The UC Office of the President said Tuesday that the University of California – as a public university system – has its own policies that will not be affected by the ruling. The current policy provides guidance for employees to “blow the whistle” on “improper governmental activities” and for whistleblowers to file and address complaints.
However, if the UC ever did take a whistleblower to court, it could now potentially lean on the new federal standard, which supersedes the university’s own internal policies.
The loss of protection for whistleblowers against retaliation is particularly disconcerting given the recently uncovered scandals at the UC: executive compensation, UCLA’s willed body program, UC Irvine’s liver transplant program, mismanagement at the Los Alamos National Laboratory, and improper hiring practices by former UC Provost MRC Greenwood.
The UC has demonstrated that it is far from a perfect system. Now, Tuesday’s ruling may allow it to fire or demote any employees who bring misconduct to light and is protected from retaliatory legal action from whistleblowers.
The ruling also fails to clearly differentiate between when a public employee is acting within the course of their official duties and when they are acting as ordinary citizens, speaking out on a matter of public concern.
The Supreme Court does uphold the right to free speech for the latter, but does not show where the line is drawn or when whistleblowers have the necessary protection and when they do not.
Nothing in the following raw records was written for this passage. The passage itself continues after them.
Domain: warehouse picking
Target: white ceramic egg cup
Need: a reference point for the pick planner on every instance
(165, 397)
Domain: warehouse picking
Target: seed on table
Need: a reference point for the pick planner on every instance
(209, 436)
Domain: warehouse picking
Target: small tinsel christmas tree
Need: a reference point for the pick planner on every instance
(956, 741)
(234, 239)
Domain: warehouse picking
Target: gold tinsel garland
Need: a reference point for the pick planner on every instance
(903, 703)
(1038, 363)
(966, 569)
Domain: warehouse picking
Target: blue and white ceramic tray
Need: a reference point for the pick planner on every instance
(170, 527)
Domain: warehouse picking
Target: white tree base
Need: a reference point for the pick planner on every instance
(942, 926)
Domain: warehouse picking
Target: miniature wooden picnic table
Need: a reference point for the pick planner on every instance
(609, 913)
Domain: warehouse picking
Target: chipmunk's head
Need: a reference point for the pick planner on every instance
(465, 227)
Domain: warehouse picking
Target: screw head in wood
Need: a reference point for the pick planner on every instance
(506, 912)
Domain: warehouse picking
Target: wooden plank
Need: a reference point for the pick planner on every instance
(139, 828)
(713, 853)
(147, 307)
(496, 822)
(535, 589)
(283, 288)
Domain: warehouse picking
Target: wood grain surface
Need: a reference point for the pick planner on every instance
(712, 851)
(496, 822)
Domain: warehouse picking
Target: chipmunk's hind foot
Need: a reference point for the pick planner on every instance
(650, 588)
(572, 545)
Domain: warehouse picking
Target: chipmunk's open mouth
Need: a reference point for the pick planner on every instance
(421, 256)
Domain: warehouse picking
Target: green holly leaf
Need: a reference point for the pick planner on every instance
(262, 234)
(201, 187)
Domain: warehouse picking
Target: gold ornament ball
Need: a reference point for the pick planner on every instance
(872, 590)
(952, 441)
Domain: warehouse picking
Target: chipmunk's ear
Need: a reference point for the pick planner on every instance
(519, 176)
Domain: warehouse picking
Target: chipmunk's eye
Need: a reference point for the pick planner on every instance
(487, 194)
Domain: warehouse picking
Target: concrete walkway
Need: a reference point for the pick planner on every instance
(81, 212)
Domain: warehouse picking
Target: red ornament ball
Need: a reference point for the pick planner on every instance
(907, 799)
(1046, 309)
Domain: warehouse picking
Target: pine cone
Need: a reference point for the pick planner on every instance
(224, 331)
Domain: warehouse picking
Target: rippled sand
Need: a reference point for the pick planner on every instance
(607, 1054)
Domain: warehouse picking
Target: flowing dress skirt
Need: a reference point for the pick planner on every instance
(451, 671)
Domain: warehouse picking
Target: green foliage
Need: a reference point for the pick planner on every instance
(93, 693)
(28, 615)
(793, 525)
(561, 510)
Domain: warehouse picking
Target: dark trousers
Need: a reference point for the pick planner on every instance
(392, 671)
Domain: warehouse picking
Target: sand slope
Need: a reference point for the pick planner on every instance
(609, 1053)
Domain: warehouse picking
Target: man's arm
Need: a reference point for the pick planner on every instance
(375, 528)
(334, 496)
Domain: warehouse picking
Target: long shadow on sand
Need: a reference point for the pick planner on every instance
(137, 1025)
In a dissenting opinion, Justice Stephen Breyer suggested that the ruling could have the “perverse” incentive for public employees to speak out publicly and to the media, acting as concerned citizens, rather than taking matters to their superiors where they are now afforded no job protection. And if that’s what happens, then so be it.
But there are plenty of cases of bureaucratic inefficiency that can be solved internally and do not warrant a media circus.